Many of the same nation-states that manufacture outsourced products the American industry has come to rely on are the same that we deem to be our most formidable adversaries. It raises the question – would you give a robber your alarm passcode or better yet, help them design your security system?
People are the Biggest Vulnerability
The third common denominator in the vulnerability of our infrastructure is humans. Three factors are driving the people problem – supply, insider threat, and human error.

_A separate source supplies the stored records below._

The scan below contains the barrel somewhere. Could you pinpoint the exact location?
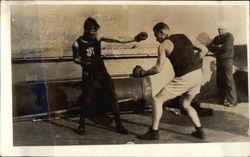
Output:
[13,75,152,117]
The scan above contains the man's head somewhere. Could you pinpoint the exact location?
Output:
[218,21,227,35]
[83,17,100,39]
[196,32,211,45]
[153,22,170,43]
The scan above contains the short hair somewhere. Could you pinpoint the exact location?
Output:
[153,22,169,31]
[83,17,100,31]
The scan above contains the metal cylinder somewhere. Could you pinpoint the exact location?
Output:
[13,76,152,116]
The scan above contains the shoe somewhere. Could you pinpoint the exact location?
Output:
[223,101,237,107]
[77,127,86,135]
[116,125,128,135]
[137,129,159,140]
[196,107,214,117]
[90,116,113,126]
[191,128,206,139]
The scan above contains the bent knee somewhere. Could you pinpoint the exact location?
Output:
[153,97,163,106]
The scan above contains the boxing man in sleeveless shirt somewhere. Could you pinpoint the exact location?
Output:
[134,22,207,140]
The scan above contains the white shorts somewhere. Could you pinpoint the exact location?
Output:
[157,69,203,97]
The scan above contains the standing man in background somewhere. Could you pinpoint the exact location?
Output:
[208,22,237,107]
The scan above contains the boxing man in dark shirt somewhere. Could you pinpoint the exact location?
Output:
[72,17,146,134]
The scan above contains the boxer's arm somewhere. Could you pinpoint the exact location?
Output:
[193,42,209,59]
[100,37,134,44]
[72,41,82,64]
[216,33,234,53]
[142,40,174,76]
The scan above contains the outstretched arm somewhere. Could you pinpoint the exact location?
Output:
[100,37,135,43]
[193,42,208,59]
[99,32,148,43]
[208,33,234,53]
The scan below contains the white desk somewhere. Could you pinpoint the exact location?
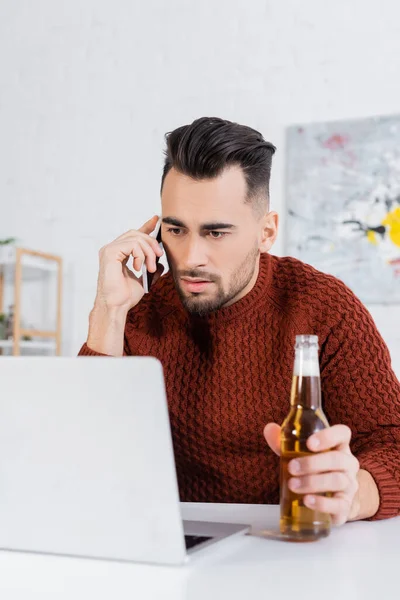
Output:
[0,504,400,600]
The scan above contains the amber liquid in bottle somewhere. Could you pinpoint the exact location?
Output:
[280,335,331,541]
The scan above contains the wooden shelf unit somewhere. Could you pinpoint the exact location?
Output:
[0,247,62,356]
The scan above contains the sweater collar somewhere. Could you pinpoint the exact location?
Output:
[170,254,272,325]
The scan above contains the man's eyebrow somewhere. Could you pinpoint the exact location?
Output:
[162,217,236,231]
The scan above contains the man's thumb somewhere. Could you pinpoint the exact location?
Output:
[264,423,281,456]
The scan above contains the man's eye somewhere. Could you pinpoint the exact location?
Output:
[209,231,226,240]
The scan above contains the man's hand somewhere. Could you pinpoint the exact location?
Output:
[87,216,163,356]
[95,216,163,313]
[264,423,360,525]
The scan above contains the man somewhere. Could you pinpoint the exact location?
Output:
[80,118,400,524]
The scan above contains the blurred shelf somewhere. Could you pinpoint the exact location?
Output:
[0,246,58,282]
[0,340,56,350]
[0,245,62,356]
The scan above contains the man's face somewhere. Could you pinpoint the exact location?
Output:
[161,167,276,315]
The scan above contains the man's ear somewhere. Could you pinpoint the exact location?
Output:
[260,211,279,254]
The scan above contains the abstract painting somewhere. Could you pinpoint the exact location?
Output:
[286,116,400,304]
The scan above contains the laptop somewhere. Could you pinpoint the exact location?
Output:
[0,357,249,565]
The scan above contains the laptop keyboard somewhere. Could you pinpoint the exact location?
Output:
[185,535,211,550]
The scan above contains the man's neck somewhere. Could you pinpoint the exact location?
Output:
[224,257,260,307]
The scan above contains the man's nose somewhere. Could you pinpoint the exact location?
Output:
[184,236,208,269]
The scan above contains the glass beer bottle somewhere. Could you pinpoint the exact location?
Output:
[280,335,331,540]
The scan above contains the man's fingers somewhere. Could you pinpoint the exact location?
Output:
[307,425,351,452]
[264,423,281,456]
[109,237,156,273]
[138,215,159,235]
[288,450,359,476]
[152,263,164,285]
[288,471,351,494]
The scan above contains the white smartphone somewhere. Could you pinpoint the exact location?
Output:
[142,218,163,294]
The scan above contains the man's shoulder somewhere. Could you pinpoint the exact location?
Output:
[270,256,362,322]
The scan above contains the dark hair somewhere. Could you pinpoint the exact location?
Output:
[161,117,276,209]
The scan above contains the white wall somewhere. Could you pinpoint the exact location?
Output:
[0,0,400,373]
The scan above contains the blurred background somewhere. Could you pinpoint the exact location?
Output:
[0,0,400,375]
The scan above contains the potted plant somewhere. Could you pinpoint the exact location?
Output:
[0,313,6,340]
[0,238,16,263]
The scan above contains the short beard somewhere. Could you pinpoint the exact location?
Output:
[173,245,259,317]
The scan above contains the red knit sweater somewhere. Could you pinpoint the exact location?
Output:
[80,255,400,519]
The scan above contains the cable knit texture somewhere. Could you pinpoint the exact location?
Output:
[80,255,400,519]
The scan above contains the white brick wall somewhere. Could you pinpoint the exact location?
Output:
[0,0,400,373]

Infrastructure operators are competing with the technology industry for skilled people. Our contract and gig economy exacerbate the supply problem and befuddle sectors that have traditionally been “cradle to grave.” As people compete with technology for jobs, and as careers become ever more independent, employers have a more laborious task of overseeing and securing the workforce. Intensifying the issue is the massive shortfall of security experts – upwards of 1.5 million by 2020.
The human factor is compounded by the insider threat - employees with access and intent who can disrupt operations and impact the brand. We were raised to trust our employees, and many industries are accustomed to two and three generations of families wearing their uniforms. The concept of background checks and recurrent vetting is foreign to most. Human error represents the third leg in this fragile stool. We don’t like to think of employees as vulnerabilities, but the reality is, we need to. All it takes is the naïve click of a link to launch a malicious malware or cut a fiber optic cable.
The Biggest Threat: Us
I was recently asked to name the adversary that worries me the most. While I always put the nation-state four horsemen at the top, I have moved a more provocative adversary to the top. And that’s us. Yes, America.
We lack sufficient healthy paranoia that allows us to take our own vulnerabilities seriously. As the 2018 National Defense Strategy stated, “it is now undeniable that the homeland is no longer a sanctuary.” It is no longer a matter of if we are at risk, but when we will face a threat, what form it will take, and how long the impact will last.
The 2016 elections, the current news about Russian and Iranian sponsored disinformation operations, never-ending fire seasons, rising sea levels, falling bridges all are clear indicators of the future. We can begin to address those vulnerabilities by treating security and resilience as essential to design criteria as sustainability and efficiency. That step means employing greater discipline in choosing our suppliers and it a Madison Avenue Campaign to highlight how attractive and vital working to operate and secure our infrastructure can be.
Building a secure and resilient infrastructure is akin to building a secure and resilient organization. It begins with an understanding that withstanding known threats and as well as circumstances beyond its control is more than developing a playbook or a plan. It starts with an organization widening its risk lens and a fostering a culture that embraces challenging long-held biases and assumptions. Its resources and actively engages a workforce that senses, assesses, and acts with purpose. It builds agility by learning from its and others’ successes and failings and invests in a framework that underpins a more risk tolerant and change ready organization.